European stocks, like those in the US and elsewhere, have had their worst week since the financial crisis as the fallout from the spread of the coronavirus grows. After a 13 per cent drop in the Stoxx 600 index, a popular benchmark, investors were left asking just how bad it could get for a region so reliant on exports to China.
Few investors are willing to put a figure on the potential fallout, and that uncertainty is exacerbating the market unease. Part of the problem is that modelling the spread and economic impact of the virus is so difficult.
The 2003 Sars outbreak has been widely used as a template, but firms such as First State Investments note that Sars had only a limited impact on Chinese output and exports, while the country’s share of global GDP is now much higher. Oxford Economics draws a parallel with the Fukushima nuclear disaster in 2011, but notes that China’s share of global GDP is about three times higher than Japan’s was in 2011. In both cases, the market impact in Europe was muted.
Amid tumbling prices, fund managers are trying to rein in risk, stick to what they know and pick up cheap stocks if they can, rather than try to guess the bottom.
Didier Saint-Georges, a member of the strategic investment committee at Carmignac, a French asset manger, said it is hard to estimate the overall impact on European stocks. He prefers large-cap “growth” stocks, whose earnings he expects to be less affected than small-cap “value” stocks.
Pieter Taselaar, fund manager at Lucerne Capital, a Europe-focused hedge fund, believes markets are now “close to the point of maximum panic”. He has been using the sell-off to add to positions in stocks such as Belgian broadband provider Telenet, which he believes have been hit too hard.

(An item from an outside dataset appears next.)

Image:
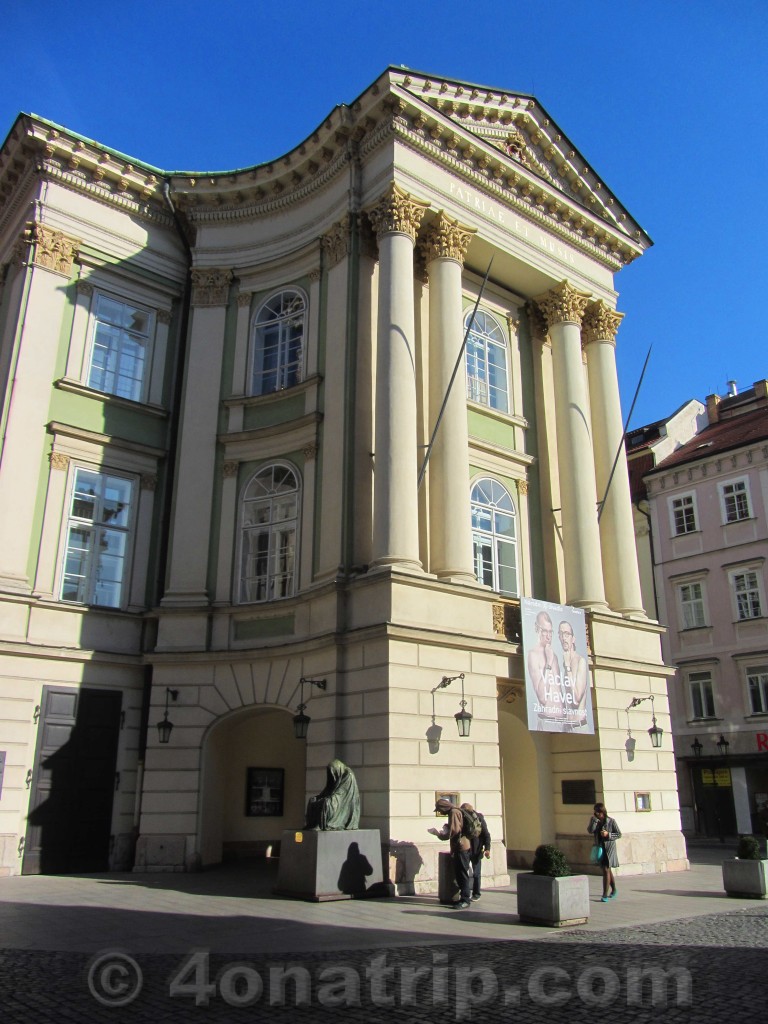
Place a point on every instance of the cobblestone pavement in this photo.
(709, 968)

Laurence Fletcher
Where next for the gold price?
Gold rallied strongly this year — rising as high as 9 per cent — before it was dragged into the deepening sell-off across markets towards the end of last week.

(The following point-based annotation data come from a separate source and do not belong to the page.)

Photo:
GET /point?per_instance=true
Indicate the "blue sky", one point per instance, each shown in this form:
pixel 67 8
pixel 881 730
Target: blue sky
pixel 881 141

Having been powered by a flight to “safe” assets due to the coronavirus outbreak, a sharp downturn since Thursday cut the yellow metal’s year-to-date gains back to about 5 per cent, at $1,589 a troy ounce.
The strength of gold’s early rise had exceeded most analysts’ forecasts for 2020. Analysts predicted an average price of $1,558, according to the London Bullion Market Association.

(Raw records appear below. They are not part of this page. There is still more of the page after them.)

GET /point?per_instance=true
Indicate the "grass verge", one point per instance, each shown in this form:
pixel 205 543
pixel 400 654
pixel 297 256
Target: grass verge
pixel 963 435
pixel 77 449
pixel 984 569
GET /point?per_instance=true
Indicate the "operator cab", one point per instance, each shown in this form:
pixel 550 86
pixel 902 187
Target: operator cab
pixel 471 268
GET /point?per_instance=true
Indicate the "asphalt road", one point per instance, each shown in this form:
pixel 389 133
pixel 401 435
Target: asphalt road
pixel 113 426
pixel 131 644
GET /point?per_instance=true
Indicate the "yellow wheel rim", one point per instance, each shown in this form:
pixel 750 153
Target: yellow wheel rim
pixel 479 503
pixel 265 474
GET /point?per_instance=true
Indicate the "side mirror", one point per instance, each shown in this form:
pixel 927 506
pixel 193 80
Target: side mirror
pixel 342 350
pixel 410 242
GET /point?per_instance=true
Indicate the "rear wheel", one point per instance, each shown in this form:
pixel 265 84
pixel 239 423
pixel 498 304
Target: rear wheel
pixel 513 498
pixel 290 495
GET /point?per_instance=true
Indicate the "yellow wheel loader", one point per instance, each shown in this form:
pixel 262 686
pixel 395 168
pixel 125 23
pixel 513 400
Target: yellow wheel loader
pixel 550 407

Gold had been in favour because of falling bond yields, which reduce the downside of holding gold, which provides no income at all. The yield on the 10-year US Treasury hit an all-time intraday low of 1.147 per cent last week.
Holdings in gold-backed exchange traded funds have hit a record high of 3,018.8 tonnes, according to the World Gold Council, worth $162bn.
But analysts noted that the turnround last week suggests that investors were willing to sell any liquid asset to meet margin calls on other investments.
Gold prices slipped by over 3 per cent on Friday, the biggest intraday drop since 2013.
Still, gold has held on to the bulk of its gains and is likely to go higher this year, given the market now expects further interest-rate cuts by the Federal Reserve, according to Suki Cooper, an analyst at Standard Chartered in New York.
“Safe-haven gains tend to be sustained when the market starts to price in a greater likelihood that a given negative shock is likely to impact global growth and trigger a recession,” she said.